What is your view on art and criticism?

I once thought that a painting could change the world, and today I know that at best, quality can seep into the soul and maybe plant some new seed there. I am fully aware of the limitations of art and the things it cannot do, but like a poet trying to write words and give new forms to old (perhaps eternal) feelings, trying to change reality through the written word, which is doomed to fail, I try to adopt a child's perspective: The creating itself as an act full of optimism and hope that tomorrow the sun will shine and the world will be a better place thanks to what you are doing today (perhaps pragmatism). Of course, this game sometimes fails because I am no longer a child, but the element of surprise or intuitive action led by the hand opens the window to my imagination. Every attempt to interpret an image breaks it down and reduces its power.

   My interpretation is as good as anyone else’s, and what a poet meant in his or her poem only he or she knows. Sometimes I make a nice patch of color, and it seems a shame to ruin it and cover it up, but I get over it because it's part of the process. Sometimes I give up and leave it just because it’s beautiful to me, though it has nothing to do with anything else. It’s impossible to explain in words the movements of a brush or an intention, and I accept this as a fact. The experiments, as ridiculous as they may be, are legitimate, and sometimes they even help me understand myself.
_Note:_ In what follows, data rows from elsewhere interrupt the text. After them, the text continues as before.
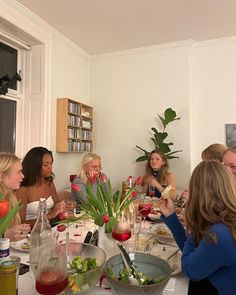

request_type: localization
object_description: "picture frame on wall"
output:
[225,124,236,147]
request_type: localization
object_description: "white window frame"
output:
[0,37,27,155]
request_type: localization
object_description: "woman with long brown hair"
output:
[159,161,236,295]
[142,150,176,200]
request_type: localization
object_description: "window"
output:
[0,42,17,90]
[0,98,16,153]
[0,39,24,153]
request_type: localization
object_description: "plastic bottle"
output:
[29,198,52,277]
[0,260,16,295]
[0,238,10,263]
[127,176,133,190]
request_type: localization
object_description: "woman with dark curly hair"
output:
[16,147,66,227]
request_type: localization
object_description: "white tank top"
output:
[26,196,54,220]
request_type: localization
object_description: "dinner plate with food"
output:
[149,223,176,246]
[11,238,30,252]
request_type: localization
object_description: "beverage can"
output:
[0,260,16,295]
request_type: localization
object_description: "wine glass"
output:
[112,210,131,243]
[148,185,155,198]
[138,196,153,227]
[35,243,68,295]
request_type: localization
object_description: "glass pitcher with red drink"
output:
[112,210,131,243]
[35,243,68,295]
[138,196,153,227]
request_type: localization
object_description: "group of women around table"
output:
[0,144,236,295]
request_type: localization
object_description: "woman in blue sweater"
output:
[159,161,236,295]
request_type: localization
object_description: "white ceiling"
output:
[15,0,236,55]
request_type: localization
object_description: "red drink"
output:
[138,203,153,217]
[58,211,69,220]
[36,270,68,295]
[149,191,155,198]
[112,230,131,242]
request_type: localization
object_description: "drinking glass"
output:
[112,210,131,243]
[138,196,153,227]
[148,185,155,198]
[35,243,68,295]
Other times, when I read texts and then look at the work they are supposed to interpret, there seems to be little connection. Interpretations are a bit like the commercials I hear on the radio in the studio, a kind of annoying buzz, that starts and ends, like a mosquito that appears and then suddenly disappears, that doesn’t affect me or my work. I believe the painter's tools are quite limited, and therefore a lot of room should be left for the viewer's imagination to dive inside and find another interpretation.

What do you do differently in your works on paper?

I find plastic artists trying to explain what they are doing sightly ridiculous. The question of what you do, I think, is more of an answer than a question. Of course, the choice of format – its size or base, is a cornerstone. For a small format I have to concentrate very hard on how I place things, on the gesture (hand movement) in the flow or dripping of the color; it is not technically easy (form- or content-wise) to create something that I find “interesting.”
   It's a game of trial and error, and if I'm wrong I take out a new page. Recently I noticed that I’m always missing a character on a work on paper, someone to be in the center and surrounded by other elements. On the other hand, I probably haven’t yet reached the kind of abstraction I would like to create, removing the central figure from the image so that the colors and shapes produce the fabric of the painting.
   The poet has a full palette of words, and he tries to put them together in some meaningful way. I use a palette of paints and a brush and try to make something out of them, a charming place or a short story that consists of a patch of paint, a shape, a figure. Whether it is significant or not I only know in retrospect. It's an elusive subject, more like an intuitive gut feeling than something intelligent or having some formula. I use images from the Renaissance because I am their agent of memory, and an agent of culture for myself and the viewer. I'm pretty sure such quality will not return, so I safeguard it. As an adult, I am not ashamed to say that when it comes to art, I don’t know. I cannot put my feelings into words, so, rather trivially, I am a painter and not a poet.